Época de eleição, todo mundo trabalhando na política naquela pequena cidade do interior, bem pequena. O prefeito já estava no seu segundo mandato, não poderia se reeleger, e já tinha sido por duas vezes vice do médico da cidade, que não queria sair novamente para prefeito. Era hora de mudanças, de renovar.

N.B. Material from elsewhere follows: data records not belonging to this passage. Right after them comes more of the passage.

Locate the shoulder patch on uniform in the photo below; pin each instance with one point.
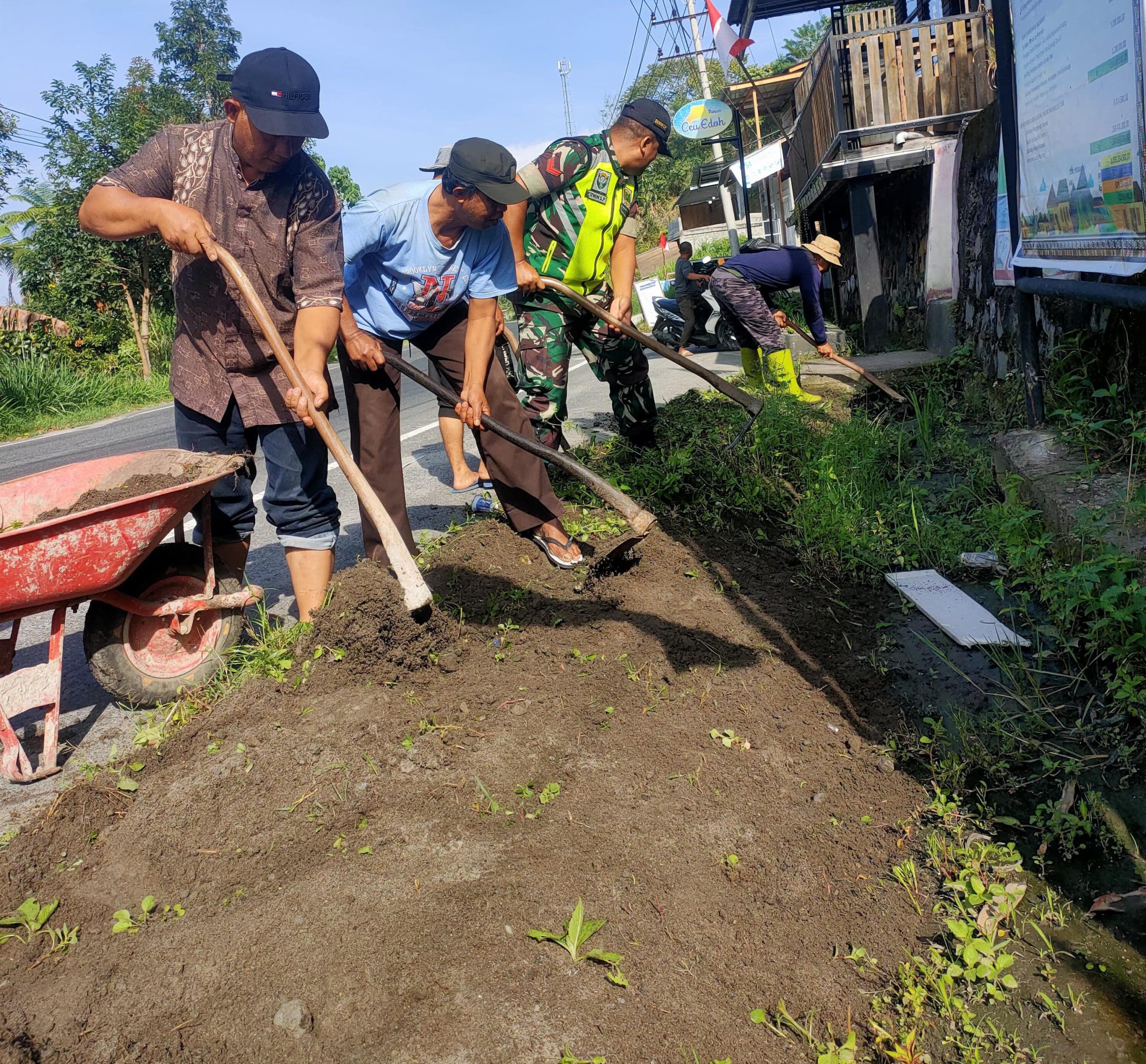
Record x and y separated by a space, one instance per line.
599 192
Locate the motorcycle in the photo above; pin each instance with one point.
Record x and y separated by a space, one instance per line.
670 325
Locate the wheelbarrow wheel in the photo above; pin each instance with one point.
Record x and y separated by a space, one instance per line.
138 658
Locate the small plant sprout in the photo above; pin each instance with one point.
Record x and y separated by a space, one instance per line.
729 739
31 918
570 1057
858 956
578 931
124 923
486 803
907 875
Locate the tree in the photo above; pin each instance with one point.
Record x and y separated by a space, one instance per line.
199 44
344 185
64 272
12 162
673 83
17 226
806 39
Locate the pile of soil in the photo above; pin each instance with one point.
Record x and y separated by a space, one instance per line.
133 486
361 854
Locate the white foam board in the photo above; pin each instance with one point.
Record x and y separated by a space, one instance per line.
954 611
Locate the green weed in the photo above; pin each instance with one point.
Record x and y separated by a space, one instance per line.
125 923
578 931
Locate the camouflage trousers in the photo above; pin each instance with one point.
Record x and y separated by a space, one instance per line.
551 327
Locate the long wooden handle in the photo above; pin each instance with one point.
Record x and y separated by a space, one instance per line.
750 403
863 373
418 596
640 520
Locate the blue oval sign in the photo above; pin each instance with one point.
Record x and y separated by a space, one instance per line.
703 118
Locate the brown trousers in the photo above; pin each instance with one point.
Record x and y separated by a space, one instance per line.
374 404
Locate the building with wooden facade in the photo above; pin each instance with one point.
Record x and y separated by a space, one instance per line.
872 130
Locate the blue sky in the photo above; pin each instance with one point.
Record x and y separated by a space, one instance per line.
398 79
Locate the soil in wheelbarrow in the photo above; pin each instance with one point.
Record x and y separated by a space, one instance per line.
363 849
139 484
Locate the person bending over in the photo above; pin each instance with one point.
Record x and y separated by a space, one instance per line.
246 183
426 263
582 223
449 425
744 286
695 309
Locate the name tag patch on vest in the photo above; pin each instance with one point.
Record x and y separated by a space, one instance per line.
600 191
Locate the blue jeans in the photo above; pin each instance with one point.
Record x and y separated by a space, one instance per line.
298 500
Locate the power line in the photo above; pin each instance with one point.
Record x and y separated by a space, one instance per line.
36 117
625 77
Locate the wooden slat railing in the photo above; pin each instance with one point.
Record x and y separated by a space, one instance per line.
920 70
871 19
891 75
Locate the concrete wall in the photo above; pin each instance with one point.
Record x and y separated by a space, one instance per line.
902 203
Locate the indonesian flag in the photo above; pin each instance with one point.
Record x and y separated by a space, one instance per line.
728 45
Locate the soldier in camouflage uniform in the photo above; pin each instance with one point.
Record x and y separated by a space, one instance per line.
578 225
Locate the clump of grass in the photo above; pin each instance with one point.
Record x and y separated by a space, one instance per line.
39 394
872 496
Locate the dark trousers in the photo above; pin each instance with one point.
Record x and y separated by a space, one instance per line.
298 500
374 405
696 311
746 312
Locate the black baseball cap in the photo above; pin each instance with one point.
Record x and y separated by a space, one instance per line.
488 167
280 91
654 117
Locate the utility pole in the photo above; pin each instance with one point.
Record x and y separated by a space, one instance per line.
726 199
563 68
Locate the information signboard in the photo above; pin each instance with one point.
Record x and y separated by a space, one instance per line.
1079 78
762 163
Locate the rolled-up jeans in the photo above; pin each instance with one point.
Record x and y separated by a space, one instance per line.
298 502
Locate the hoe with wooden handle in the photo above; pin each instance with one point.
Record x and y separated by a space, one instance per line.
640 520
418 596
750 403
854 366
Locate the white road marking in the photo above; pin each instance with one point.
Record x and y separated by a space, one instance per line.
189 521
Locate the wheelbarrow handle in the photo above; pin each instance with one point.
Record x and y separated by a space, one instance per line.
750 403
855 366
418 596
640 520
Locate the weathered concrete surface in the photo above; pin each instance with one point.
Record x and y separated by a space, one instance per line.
1055 480
801 349
817 373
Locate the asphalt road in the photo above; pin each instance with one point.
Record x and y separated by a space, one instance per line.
91 721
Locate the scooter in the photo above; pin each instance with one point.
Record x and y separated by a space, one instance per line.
670 325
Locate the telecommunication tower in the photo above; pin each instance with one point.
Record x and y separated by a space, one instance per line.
563 68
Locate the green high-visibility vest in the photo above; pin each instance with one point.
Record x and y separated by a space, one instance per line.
570 233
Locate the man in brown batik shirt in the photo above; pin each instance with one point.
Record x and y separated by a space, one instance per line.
246 183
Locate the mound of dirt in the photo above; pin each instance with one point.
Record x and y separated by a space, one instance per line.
132 488
368 623
361 862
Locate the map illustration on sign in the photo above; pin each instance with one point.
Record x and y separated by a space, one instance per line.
1080 103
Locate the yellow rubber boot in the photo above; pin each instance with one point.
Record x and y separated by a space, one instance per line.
784 379
750 360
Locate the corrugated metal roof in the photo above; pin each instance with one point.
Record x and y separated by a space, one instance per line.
705 194
741 9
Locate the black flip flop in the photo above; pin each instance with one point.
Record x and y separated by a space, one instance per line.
543 543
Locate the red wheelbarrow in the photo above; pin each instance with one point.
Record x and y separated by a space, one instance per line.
162 615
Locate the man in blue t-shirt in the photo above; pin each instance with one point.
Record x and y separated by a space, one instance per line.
743 287
426 263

Como todos sabem, essa é a época em que os urubus sobrevoam de olho na carniça, faz parte da natureza humana, assim como faz parte da natureza divina as primaveras florescerem neste período do ano. A diferença é que os urubus só aparecem de quatro em quatro anos. E não importa que a cidade mudou da água para o vinho nos últimos 16 anos, virou modelo de administração na saúde, educação e habitação para todo estado e país. Essas aves de rapina estão sempre na espreita de levar vantagem pessoal, desmerecer, desconstruir, montar um caos verbal mentiroso, para levarem os menos informados a agirem da forma como eles planejam.
Fazer política virou um jogo puramente de interesses, um vale tudo sem ética, sem caráter, sem vergonha. O candidato que busca derrubar essa administração honesta, responsável, sem cambalachos e privilégios para os amigos, usava a tática dos velhos coronéis comprando votos. Ou pelo menos o Túlio acha que conseguiu comprar, na medida em que o jogo só acaba quando termina, nada garante que os votos vendidos estarão lá vergonhosamente trocados no final da apuração.
O cargo da secretaria de esportes já tinha sido prometido para três bobinhos, aliás, emprego na prefeitura era distribuído a rodo, até terreno que seria doado pelo município o safado já havia garantido para a construção de uma “fábrica” de confecção. Isso sem contar que ia ter casa pra todo mundo, o frigorífico seria reaberto, saneamento básico bancado pela prefeitura no loteamento irregular cuja posse da terra está em litígio de herança. Vale tudo nessa política que não vale nada.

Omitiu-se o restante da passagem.